IMU seconda casa: tutti i casi in cui è possibile non pagare la tassa

Entro il 16 dicembre sarà possibile pagare la seconda rata dell'IMU, vi sono però casi particolari in cui è possibile non pagare l'Imu sulla seconda casa

IMU seconda casa: entro il 16 dicembre 2025 bisognerà pagare la seconda rata dell’Imu, tuttavia, vi sono specifiche eccezioni in cui si può evitare la tassa sulla seconda casa.

IMU seconda casa: quando non si paga?

L’Imu è il tributo che i proprietari devono versare per il possesso di immobili, ad eccezione della loro abitazione principale, a meno che non rientri nelle categorie catastali di pregio A/1, A/8 o A/9. L’imposta riguarda anche le aree edificabili e i terreni agricoli e si applica su tutto il territorio nazionale, salvo le specifiche autonomie fiscali riconosciute al Friuli-Venezia Giulia e alle Province autonome di Trento e Bolzano.

Quando si parla di abitazione principale, si intende l’immobile in cui il contribuente e i membri della sua famiglia hanno la residenza anagrafica e in cui vivono abitualmente.

Un punto abbastanza delicato della normativa è stato ritrattato dalla Corte costituzionale con la sentenza n. 209 del 13 ottobre 2022. Prima di tale decisione, l’esenzione Imu era concessa solo se l’intero nucleo familiare risiedeva e dimorava nello stesso alloggio. In situazioni in cui i coniugi vivevano stabilmente in due abitazioni diverse, anche se situate nello stesso Comune, il beneficio poteva essere riconosciuto per una sola delle due case.

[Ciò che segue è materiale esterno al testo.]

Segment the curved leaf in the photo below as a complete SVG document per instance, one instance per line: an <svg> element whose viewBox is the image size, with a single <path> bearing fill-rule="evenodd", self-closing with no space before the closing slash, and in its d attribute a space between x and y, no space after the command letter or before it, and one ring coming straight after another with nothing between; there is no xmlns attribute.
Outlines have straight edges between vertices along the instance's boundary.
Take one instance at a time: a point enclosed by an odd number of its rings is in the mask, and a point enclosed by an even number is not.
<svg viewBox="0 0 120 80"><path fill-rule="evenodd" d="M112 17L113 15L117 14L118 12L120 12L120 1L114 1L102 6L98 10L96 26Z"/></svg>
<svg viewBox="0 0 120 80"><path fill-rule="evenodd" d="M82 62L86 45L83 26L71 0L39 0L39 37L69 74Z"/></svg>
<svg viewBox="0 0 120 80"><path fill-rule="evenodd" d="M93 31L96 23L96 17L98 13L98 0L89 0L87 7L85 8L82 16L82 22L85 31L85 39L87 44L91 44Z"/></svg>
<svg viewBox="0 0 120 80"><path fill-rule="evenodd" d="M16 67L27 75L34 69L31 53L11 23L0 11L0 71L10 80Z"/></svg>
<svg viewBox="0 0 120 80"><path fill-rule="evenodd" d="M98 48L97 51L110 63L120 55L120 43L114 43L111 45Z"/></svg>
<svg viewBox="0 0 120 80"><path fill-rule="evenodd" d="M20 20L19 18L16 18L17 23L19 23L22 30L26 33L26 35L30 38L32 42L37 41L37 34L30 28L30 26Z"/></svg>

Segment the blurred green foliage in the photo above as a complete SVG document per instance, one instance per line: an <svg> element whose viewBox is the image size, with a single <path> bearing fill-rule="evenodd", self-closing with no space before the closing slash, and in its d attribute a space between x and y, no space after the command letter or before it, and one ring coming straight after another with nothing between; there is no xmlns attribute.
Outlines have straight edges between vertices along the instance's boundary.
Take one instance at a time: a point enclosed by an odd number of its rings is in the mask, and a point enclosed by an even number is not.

IMU seconda casa: coppie con due immobili

La Corte costituzionale ha stabilito che è immorale la norma sull’Imu che impediva ai coniugi di beneficiare entrambi dell’esenzione sulla prima casa quando ciascuno di loro risiede stabilmente in un’abitazione principale differente.
Dato l’attuale contesto sociale in cui vi è maggiore mobilità lavorativa, migliori cambiamenti nella quotidianità etc, la Consulta ha osservato che è sempre più comune che le coniugi scelgano di vivere in luoghi diversi, ritrovandosi solo periodicamente, ad esempio nei fine settimana.

Per i giudici costituzionali, negare in questi casi l’esenzione Imu, pur in presenza dei requisiti di residenza e dimora abituale, rappresenta una disparità di trattamento rispetto ai single o ai conviventi di fatto, che invece possono usufruire del beneficio individualmente.
Non può essere invocato, sottolinea la Corte, l’obbligo di coabitazione previsto dall’articolo 143 del codice civile, poiché la legge stessa ammette che una diversa scelta condivisa o una giusta causa permettano ai coniugi di stabilire residenze separate.

Di conseguenza, la parte dell’art. 143 del codice civile, che faceva riferimento al “nucleo familiare” deve essere eliminata, perché genera una discriminazione rispetto alla logica che consente ai single e ai conviventi di fatto di ottenere l’esenzione per ciascun immobile di cui possiedono i requisiti.
La dichiarazione è riportata anche dal Ministero dell’Economia e delle Finanze, attraverso il Dipartimento della Giustizia tributaria.

IMU seconda casa: quali sono le nuove agevolazioni

Il 6 novembre 2025 è stato pubblicato il nuovo provvedimento dal ministero dell’Economia riguardo le novità sulle agevolazioni Imu già elencate nel 2024.

Il nuovo provvedimento non modifica l’impianto complessivo dell’imposta, ma introduce criteri più precisi per permettere ai Comuni di intervenire sulle aliquote in base al reale utilizzo dell’immobile. Per molti proprietari di seconde case, dalle abitazioni al mare agli chalet in montagna, potrebbero usufruire di opportunità molto favorevoli ma rimane intatto un punto chiave: nessuna agevolazione sarà automatica, perché ogni beneficio dipenderà dalle decisioni delle singole amministrazioni locali.

Il decreto amplia infatti la libertà d’azione dei sindaci nel modulare l’Imu su immobili non affittati, non concessi in comodato e utilizzati solo in determinati periodi dell’anno: le cosiddette case “a disposizione”.

La novità principale riguarda la possibilità di calibrare l’aliquota non solo sulla base di quella ordinaria, ma tenendo conto dell’effettiva frequenza d’uso. Un immobile abitato per poche settimane, con consumi ridotti o utenze temporaneamente disattivate, potrà essere trattato in modo diverso rispetto a una casa utilizzata tutto l’anno.

Va però precisato che il beneficio riguarda esclusivamente gli immobili non locati: le case vacanza gestite in forma commerciale o inserite nel circuito degli affitti brevi restano escluse da qualsiasi sconto.